Lagarde also said that diffusion could be faster than in past technology cycles, because AI “runs on existing internet devices and communicates with users through human language,” even if compute capacity remains a bottleneck. She pointed to rapid advances in model development, with compute power doubling every six months.
For Europe, she said, the stakes are high. After falling behind the United States and China in earlier digital waves, the continent “cannot afford to make the same mistake again,” she said. European firms are already adopting generative AI at a rate similar to that in the United States, she said, but Europe must ensure that data spaces and infrastructure reduce rather than deepen strategic dependencies.
Lagarde said initiatives such as Manufacturing-X, Catena-X and the European Health Data Space show the potential for collaboration across sectors.

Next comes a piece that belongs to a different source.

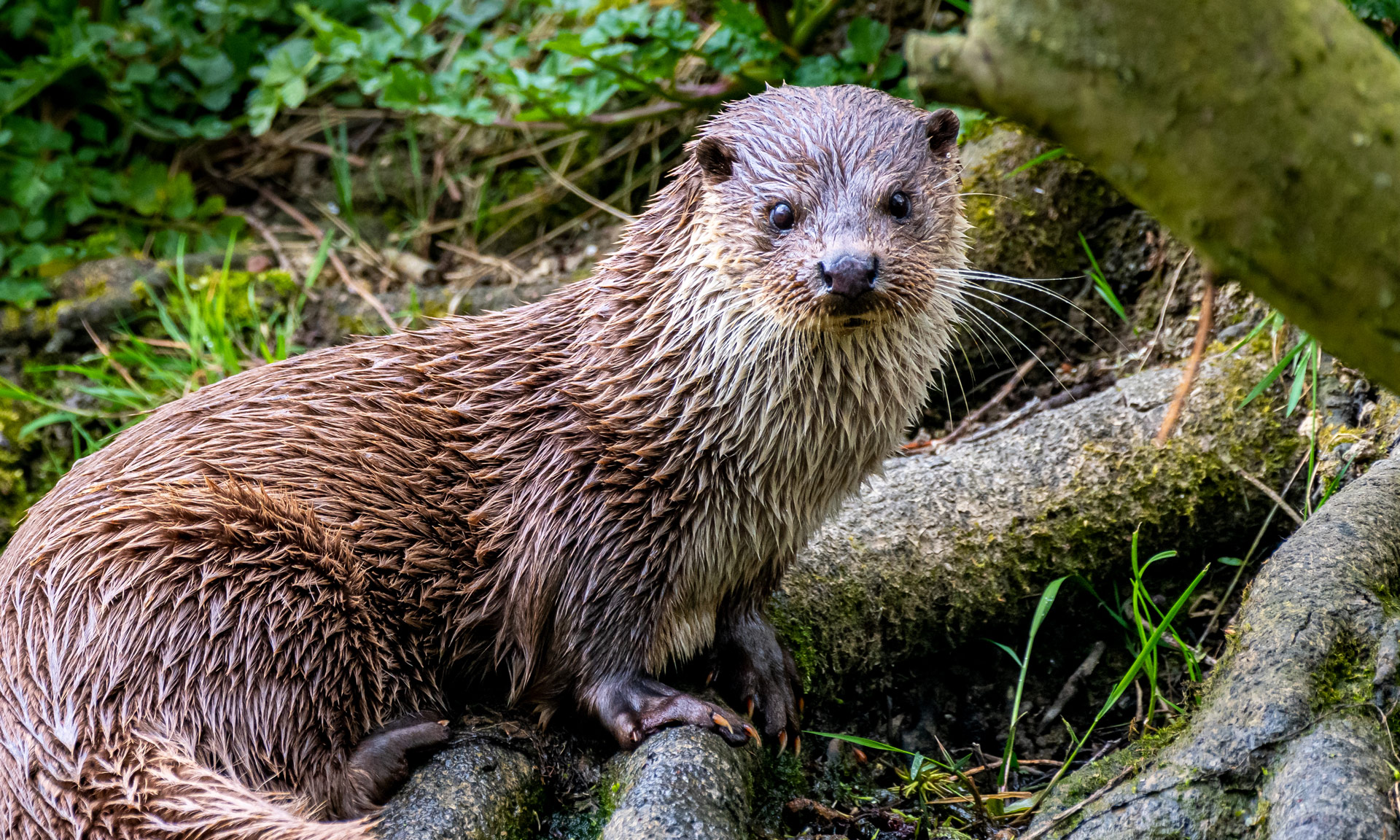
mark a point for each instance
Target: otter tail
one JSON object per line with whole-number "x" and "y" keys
{"x": 166, "y": 796}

But high energy costs, fragmented regulation and underdeveloped capital markets could slow adoption, with consequences extending “beyond losing the race in AI models,” she warned.
She argued that Europe should maintain minimum compute capacity, enforce interoperability in the application layer and diversify critical parts of the AI supply chain. If not, European industries could face further losses in competitiveness, she said.
Lagarde closed by stressing the urgency of the moment, citing AI researcher Demis Hassabis’ view that the coming technological shift would be “ten times bigger than the Industrial Revolution.”